Ellen Robin, a health care administrator in San Diego, experienced this firsthand when, in 2010, "an elephant walked into the room and sat on my chest."
"I knew I was in trouble," she said.
Her husband tried to convince her over the phone that she was having a heart attack, but all Robin could think about was the ambulance bill. So she drove herself to the hospital, where her doctors hooked her up to an EKG.
Her reading was normal, but her symptoms did not stop.
She was given an appointment two days later at a catheterization lab, where doctors open up blocked arteries with stents. But she had another heart attack the night before her appointment.
"In the meantime, I'm thinking, 'that's what I get for eating a hamburger,' " Robin said, adding that she was an otherwise healthy 54-year-old with a normal weight and blood pressure.
When she finally arrived at the cath lab, doctors put a stent into one of the tiny arteries supplying blood to her heart. But she wasn't having an ordinary heart attack. The artery tore, and her doctors added three more stents.

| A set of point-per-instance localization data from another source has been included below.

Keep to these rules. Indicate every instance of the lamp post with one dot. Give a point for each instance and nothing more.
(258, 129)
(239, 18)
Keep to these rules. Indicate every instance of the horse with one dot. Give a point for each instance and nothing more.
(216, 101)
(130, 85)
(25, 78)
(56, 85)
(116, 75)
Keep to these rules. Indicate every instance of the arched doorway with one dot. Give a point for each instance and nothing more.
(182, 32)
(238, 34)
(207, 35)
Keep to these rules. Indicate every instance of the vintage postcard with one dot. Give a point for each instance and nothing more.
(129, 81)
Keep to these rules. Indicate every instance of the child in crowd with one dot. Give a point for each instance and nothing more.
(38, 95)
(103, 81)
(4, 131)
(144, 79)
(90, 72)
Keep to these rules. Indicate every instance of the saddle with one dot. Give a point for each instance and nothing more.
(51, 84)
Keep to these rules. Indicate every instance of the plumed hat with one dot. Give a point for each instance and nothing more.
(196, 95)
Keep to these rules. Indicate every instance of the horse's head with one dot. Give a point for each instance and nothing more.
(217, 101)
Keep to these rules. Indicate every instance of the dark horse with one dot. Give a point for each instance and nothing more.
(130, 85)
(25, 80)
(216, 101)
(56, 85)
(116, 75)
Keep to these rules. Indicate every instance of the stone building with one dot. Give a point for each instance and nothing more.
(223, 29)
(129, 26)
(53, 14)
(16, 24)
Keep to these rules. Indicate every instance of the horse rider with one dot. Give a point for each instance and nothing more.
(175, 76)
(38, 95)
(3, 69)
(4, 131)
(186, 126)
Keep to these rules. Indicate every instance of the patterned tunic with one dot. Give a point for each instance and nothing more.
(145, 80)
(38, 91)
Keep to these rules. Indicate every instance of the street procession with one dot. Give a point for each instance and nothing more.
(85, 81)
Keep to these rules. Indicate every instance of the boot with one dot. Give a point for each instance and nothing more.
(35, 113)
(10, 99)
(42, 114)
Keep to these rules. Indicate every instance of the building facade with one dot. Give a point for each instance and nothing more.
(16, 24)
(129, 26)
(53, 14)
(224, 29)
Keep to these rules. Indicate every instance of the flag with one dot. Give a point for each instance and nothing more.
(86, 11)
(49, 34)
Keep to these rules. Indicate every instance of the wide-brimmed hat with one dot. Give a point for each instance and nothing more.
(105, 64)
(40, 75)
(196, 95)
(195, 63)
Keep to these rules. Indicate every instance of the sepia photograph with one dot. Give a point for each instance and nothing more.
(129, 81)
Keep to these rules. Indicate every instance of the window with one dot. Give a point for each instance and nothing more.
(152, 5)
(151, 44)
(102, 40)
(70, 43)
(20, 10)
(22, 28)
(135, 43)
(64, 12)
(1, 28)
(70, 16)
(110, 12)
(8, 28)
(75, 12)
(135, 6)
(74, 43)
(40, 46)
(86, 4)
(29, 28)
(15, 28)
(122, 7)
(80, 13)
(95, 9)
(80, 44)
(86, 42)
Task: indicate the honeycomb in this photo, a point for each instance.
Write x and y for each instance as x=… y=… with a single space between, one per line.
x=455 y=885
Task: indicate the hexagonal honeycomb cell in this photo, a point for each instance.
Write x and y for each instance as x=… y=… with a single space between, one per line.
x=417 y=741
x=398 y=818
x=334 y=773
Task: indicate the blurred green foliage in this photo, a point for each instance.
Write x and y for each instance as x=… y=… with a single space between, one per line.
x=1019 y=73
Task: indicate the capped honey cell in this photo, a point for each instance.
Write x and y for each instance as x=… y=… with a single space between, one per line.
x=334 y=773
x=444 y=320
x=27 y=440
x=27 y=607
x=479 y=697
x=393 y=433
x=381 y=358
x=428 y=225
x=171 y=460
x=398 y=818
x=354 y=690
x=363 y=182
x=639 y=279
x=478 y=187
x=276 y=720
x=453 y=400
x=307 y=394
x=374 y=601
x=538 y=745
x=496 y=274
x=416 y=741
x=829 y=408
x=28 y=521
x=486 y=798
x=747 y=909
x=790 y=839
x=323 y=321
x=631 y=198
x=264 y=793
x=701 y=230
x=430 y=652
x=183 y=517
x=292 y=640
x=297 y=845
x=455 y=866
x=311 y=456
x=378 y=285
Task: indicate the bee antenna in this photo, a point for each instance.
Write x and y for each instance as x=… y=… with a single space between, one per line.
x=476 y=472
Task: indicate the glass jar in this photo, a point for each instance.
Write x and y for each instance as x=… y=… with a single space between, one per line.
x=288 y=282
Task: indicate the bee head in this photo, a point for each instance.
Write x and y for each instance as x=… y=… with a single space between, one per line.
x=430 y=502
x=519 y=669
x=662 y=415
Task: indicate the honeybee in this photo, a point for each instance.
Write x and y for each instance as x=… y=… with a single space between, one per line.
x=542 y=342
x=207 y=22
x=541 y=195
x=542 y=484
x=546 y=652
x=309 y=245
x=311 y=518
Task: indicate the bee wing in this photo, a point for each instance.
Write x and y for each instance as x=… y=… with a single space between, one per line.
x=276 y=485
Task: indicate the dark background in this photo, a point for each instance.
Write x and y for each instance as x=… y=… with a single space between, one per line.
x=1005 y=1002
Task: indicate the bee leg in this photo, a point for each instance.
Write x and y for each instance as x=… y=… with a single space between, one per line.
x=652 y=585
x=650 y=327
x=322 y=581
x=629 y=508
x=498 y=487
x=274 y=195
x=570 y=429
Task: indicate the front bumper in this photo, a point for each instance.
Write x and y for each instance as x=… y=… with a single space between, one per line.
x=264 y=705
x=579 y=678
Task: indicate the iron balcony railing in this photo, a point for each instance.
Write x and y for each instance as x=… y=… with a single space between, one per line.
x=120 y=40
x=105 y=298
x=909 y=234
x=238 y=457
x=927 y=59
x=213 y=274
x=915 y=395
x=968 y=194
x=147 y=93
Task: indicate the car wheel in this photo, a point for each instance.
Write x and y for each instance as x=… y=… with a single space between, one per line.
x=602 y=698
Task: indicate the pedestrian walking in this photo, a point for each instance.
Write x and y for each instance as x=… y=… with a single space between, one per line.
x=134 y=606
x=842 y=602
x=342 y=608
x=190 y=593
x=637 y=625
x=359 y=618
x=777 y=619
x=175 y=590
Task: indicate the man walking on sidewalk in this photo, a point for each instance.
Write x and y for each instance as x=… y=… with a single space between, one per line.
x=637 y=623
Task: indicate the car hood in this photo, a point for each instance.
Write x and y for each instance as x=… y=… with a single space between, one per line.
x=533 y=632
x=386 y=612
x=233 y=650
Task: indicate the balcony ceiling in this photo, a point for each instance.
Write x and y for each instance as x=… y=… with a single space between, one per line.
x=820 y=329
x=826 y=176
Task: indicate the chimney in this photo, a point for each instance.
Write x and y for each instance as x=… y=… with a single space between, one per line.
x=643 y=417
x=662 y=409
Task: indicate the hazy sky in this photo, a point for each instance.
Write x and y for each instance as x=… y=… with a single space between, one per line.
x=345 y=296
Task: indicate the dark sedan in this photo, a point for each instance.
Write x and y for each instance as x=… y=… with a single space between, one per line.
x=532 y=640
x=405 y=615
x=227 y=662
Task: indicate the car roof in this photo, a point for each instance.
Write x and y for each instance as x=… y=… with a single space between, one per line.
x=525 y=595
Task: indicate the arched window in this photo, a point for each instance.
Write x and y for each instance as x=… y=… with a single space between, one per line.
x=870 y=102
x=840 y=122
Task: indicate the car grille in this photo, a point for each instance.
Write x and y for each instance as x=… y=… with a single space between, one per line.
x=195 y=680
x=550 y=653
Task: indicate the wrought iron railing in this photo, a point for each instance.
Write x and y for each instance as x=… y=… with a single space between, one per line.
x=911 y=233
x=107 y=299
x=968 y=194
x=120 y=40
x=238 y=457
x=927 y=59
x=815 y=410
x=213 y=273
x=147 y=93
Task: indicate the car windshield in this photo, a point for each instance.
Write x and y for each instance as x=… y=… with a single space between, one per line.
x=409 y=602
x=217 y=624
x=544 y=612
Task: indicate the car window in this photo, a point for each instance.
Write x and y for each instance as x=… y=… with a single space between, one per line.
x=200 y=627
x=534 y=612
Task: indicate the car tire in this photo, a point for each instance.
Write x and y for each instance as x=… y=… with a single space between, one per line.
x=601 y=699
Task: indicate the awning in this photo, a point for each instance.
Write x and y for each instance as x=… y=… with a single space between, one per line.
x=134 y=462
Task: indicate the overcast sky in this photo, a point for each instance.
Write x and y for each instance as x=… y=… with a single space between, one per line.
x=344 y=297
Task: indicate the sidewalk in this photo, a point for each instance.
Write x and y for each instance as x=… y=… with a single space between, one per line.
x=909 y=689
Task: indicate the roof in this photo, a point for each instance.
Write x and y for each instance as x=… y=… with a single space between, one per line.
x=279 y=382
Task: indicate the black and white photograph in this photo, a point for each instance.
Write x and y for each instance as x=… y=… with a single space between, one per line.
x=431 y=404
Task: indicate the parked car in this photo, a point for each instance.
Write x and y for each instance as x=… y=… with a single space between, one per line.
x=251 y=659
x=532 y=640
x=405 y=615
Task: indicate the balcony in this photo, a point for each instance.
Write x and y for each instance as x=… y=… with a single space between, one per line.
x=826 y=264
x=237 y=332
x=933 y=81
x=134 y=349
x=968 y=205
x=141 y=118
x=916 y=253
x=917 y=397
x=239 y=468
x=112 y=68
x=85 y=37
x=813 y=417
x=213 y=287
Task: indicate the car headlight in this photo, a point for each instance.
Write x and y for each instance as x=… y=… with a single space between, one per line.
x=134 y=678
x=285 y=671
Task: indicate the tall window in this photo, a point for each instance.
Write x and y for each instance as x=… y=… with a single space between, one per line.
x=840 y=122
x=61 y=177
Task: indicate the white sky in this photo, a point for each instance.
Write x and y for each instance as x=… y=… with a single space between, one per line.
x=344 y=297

Robin was diagnosed with a rare type of heart attack known as spontaneous coronary artery dissection, or SCAD. There was no plaque blocking her artery; rather, the artery's inner wall had suddenly torn. Blood then pooled between the layers of the arterial wall, like a blood pressure cuff filling with air, and blocked the flow of blood to her heart.
She recalled her doctor saying, "I've never had a SCAD patient in the 30 years that I've been a cardiologist.
"We usually find you in the morgue."
Advocacy drives a change of heart
Like the discovery of widespread heart disease among women, doctors are finding that SCAD is more common than previously thought. With an increase in awareness has come an increase in research and resources for heart conditions that affect women, Wenger said.